Member of the Maine House of Representatives from the 34th district
- In office December 2, 1998 – December 1, 2004
- Preceded by: Thomas Gieringer
- Succeeded by: L. Earl Bierman

Personal details
- Born: November 28, 1967 (age 58)
- Party: Democratic
- Education: Brown University (AB) University of Maine (JD)

= William Norbert =

American lawyer and politician

William S. Norbert (born November 28, 1967) is an American lawyer and politician from Maine. Norbert, a Democrat, served in the Maine House of Representatives from 1998 to 2004, including two terms in a leadership position. During the 2000-2002 term, Norbert served as Majority Whip. From 2002 to 2004, Norbert served as Deputy Majority Leader.

==Education==
He graduated from Portland High School in Maine in 1986.

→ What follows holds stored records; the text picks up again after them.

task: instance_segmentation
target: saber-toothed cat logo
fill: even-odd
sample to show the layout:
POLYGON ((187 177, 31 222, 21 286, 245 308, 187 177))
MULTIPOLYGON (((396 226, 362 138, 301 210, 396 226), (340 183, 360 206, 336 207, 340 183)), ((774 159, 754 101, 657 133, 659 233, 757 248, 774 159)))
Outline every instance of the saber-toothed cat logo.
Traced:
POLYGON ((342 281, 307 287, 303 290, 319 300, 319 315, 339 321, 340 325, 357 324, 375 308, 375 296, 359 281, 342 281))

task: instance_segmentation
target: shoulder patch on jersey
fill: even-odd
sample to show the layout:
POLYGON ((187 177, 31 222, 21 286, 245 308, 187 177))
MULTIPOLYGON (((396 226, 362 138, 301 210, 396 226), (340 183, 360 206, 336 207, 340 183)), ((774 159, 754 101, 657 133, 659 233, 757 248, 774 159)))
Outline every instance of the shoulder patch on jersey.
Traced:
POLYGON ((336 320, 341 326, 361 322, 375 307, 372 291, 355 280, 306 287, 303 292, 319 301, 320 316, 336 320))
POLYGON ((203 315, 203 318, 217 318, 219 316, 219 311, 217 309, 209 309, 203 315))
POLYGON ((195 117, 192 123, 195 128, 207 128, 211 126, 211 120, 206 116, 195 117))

He graduated from Brown University with a Bachelor's degree in political science in 1990 and from the University of Maine School of Law with a Juris Doctor in 1995.

==Legal career==
From 1995 to 1998 he served as a law clerk to Maine Supreme Court Justice Robert Clifford and later served as a law clerk to Magistrate Judge Eugene Beaulieu of the Maine District Court. From 2004 to 2006 he was staff attorney for the Disability Rights Center of Maine.

==Political career==
He served in the Maine House of Representatives representing the 34th District from 1998 to 2004 as a Democrat. While in this position he served as Chairman of the House Judiciary Committee, Majority Whip, and Deputy Majority Leader.

From 2005 to 2006 he served as an Assistant Attorney General of Maine for the Child Support Enforcement Division.

Since 2006 he has served as a Government Affairs and Communications Manager for the Finance Authority of Maine.